For fucks sake: The Supreme court ruling on referendum literature



Irish Government.


You had ONE JOB.


For fucks sake…..


This referendum was a clean shot, man.  In a country known for divisive votes on things like abortion, citizenship and on fiscal matters this was going to be a cake walk.  All the government and other major political parties had to do was beat out Dana and John Waters.  Every major children’s charity was behind it.  The Catholic church was behind it.  The no campaign was so small and insubstantial there was not one single organization with No vote posters.  Nutters like Dana and Waters took to the stage.  Polls had the referendum passing with 75% of the vote.

What on earth could go wrong?

Now the supreme court has ruled that materials published by the Department of Children are not impartial and unbiased and that they are to cease distribution.  In a country already going through serious daddy issues with the state this is a shambles for a number of reasons.

Firstly, it’s confusing everybody about where to get information from.  A lot of people think that this ruling refers to the referendum commission’s literature- that’s the yellow booklet sent out to houses.  The commission works independently of the government of the day and it’s mandated to produce impartial facts about an upcoming referendum.  the ruling here was on a separate booklet and website (Taken offline after the ruling and then re-launched with severely pruned content) that was produced with public money in the department.  It’s entirely separate from the commission yet most people even before today have come to me with two separate complaints about the literature

1) it’s never unbiased

2) it’s too complicated to read

The problem is that simple language often isn’t sufficient to examine the nuances of legal language.  The commissions booklet it more difficult to understand because it has to carefully word itself.  The language and content must be impartial and not advocate either side.  Now whatever your personal opinion on how true this impartiality is it must be stated the commission are not the ones who have been scolded in this.  It’s Frances Fitzgerald and the department of Children.  You can’t really win.  Either you’re being manipulated or it’s too dense to understand.  The mood around the people now is pretty glum.  Nobody seems to feel any connection or power over our institutions.

Secondly, it’s only compounding the insecurity most Irish people have now about referendums.  It’s such a pitiful state of affairs when in the middle of a conversation about the issues surrounding the amendment somebody shrugs and says ‘sure if we vote no they’ll just run it again.’  Something changed when the government ran Lisbon again.  It was a breaking point for years of people who were sick of being pushed around.  Instead of rioting like in Greece we just sort of… accept it.  Sadly, with a shrug.  So many people have lost faith that they even have a voice anymore.  Repeating a referendum because the government didn’t get the ‘right answer’ will be something that haunts Irish politics.  Something fundamental has cracked in us.

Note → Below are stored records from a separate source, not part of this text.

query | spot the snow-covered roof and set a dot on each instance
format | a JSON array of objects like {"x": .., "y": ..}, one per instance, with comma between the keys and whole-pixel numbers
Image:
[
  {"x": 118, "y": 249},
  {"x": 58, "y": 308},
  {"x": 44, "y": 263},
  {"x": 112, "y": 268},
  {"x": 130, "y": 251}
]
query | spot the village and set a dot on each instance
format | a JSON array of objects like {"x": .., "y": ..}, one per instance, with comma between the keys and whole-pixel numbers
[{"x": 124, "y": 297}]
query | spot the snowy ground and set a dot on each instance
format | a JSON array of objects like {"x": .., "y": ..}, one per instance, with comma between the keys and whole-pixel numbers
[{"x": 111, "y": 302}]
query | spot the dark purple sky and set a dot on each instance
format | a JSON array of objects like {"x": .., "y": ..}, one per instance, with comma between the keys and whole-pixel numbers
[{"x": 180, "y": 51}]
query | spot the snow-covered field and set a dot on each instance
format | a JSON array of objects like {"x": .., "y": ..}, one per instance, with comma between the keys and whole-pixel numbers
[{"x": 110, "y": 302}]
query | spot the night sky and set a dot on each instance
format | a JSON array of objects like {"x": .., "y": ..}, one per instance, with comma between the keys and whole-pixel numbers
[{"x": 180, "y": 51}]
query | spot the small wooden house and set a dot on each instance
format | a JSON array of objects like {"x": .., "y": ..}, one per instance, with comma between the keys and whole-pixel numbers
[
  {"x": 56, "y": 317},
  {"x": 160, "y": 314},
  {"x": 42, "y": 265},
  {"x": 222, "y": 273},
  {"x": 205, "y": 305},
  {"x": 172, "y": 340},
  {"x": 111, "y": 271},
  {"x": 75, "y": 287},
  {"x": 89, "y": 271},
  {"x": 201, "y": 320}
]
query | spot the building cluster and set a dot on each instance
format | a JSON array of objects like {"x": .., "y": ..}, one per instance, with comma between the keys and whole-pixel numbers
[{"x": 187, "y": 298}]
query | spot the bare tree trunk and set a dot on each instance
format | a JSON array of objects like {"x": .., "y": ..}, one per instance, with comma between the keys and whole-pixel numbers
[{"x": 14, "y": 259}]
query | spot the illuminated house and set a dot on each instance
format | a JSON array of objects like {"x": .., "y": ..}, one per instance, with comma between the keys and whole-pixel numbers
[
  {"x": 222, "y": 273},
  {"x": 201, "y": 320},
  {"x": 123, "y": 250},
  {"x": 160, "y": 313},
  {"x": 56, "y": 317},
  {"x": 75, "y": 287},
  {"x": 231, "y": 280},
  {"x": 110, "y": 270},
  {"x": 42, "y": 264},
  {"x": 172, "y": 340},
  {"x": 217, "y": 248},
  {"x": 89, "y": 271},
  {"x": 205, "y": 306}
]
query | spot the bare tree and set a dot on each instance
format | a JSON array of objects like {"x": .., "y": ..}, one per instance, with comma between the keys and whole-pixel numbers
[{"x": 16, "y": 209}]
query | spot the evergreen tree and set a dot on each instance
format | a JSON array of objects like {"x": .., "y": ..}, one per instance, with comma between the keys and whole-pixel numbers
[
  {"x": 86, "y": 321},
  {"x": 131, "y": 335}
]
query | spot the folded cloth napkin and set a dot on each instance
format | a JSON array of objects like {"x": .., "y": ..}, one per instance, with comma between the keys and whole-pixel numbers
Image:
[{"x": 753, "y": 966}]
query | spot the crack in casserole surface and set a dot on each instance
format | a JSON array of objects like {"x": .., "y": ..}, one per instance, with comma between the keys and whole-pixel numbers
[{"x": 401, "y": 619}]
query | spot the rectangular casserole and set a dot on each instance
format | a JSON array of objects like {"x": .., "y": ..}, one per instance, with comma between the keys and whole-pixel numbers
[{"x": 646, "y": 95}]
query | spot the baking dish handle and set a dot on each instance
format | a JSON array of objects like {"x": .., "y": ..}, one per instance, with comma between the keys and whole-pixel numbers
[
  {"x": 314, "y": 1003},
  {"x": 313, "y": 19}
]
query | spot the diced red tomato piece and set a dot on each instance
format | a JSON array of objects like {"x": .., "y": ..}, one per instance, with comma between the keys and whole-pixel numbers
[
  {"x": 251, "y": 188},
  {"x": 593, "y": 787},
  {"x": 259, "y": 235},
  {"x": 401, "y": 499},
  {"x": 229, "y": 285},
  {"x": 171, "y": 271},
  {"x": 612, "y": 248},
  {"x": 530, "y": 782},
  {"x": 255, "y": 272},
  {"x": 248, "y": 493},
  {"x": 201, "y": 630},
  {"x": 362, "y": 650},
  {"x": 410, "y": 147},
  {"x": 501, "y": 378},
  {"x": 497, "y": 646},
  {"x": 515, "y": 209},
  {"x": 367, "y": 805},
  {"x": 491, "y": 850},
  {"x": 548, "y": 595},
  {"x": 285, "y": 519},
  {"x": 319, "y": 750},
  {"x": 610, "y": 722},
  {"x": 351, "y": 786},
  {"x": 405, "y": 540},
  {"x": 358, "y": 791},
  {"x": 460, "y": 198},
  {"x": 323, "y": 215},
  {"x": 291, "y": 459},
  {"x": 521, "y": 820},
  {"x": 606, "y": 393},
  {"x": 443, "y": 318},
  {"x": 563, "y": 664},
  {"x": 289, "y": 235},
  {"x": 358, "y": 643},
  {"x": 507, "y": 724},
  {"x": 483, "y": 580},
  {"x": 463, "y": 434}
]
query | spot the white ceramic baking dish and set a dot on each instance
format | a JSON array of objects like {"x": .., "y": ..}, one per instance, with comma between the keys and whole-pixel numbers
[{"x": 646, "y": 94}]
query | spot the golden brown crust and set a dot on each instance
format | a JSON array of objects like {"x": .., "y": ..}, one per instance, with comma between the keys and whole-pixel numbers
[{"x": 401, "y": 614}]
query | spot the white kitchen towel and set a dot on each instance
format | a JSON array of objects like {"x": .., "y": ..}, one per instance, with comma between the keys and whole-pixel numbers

It just feels sometimes like the government plods along without really seeing us- We the people can’t make any actual, effective difference.  ‘Sure they’ll just run the vote again’ is one of the saddest things I’ve ever heard.  I’m big into civic duty.  I think that everyone should use their vote as it was hard fought for and in the world we have no there’s no excuse to be ill informed or disengaged.  I read in the Herald an account given from an Irish man who on the day of the US election went walking in the hills of San Francisco with 4 middle class non-voters in their early 20s who said that they just didn’t feel they understood the issues of the election enough.

I’m sorry?  Middle class 20 somethings living in a major first world city found it difficult to be informed about the goddamn US ELECTION? I was well fucking informed on it from 5000 miles away.  I don’t even care what or who anyone votes for- the excuse that you just don’t ‘get’ politics doesn’t hold up.  My 81 year old grandfather left school before he was 14 and he votes.  My parents vote, and I vote.  It’s important because it effects your life in the most crucial ways- How much tax you pay, your rights, your public services.  Being in your 20s, college educated (which I think is what’s implied by being middle class) and not trapped in poverty gives you a certain amount of privilege.  Just like using the washing machine or the dishwasher it’s a feature of life that you have to get used to.  It’s not that hard.

Keep your eyes open and read some boring things about it.  In most people’s gut they have a feeling of what they are.  Whether you think we’re all in this together and need to pool our resources or that we’re each independent beings that shouldn’t have to support strangers, people should vote.  End of.

This should have been an easy win for the Yes.  With the loudest voices in the no camp being the maddest and the sheer presence of the Yes campaign, it should have been one of the least controversial things ever.  Unfortunately now it’s just another dent in the public’s trust in their civil society.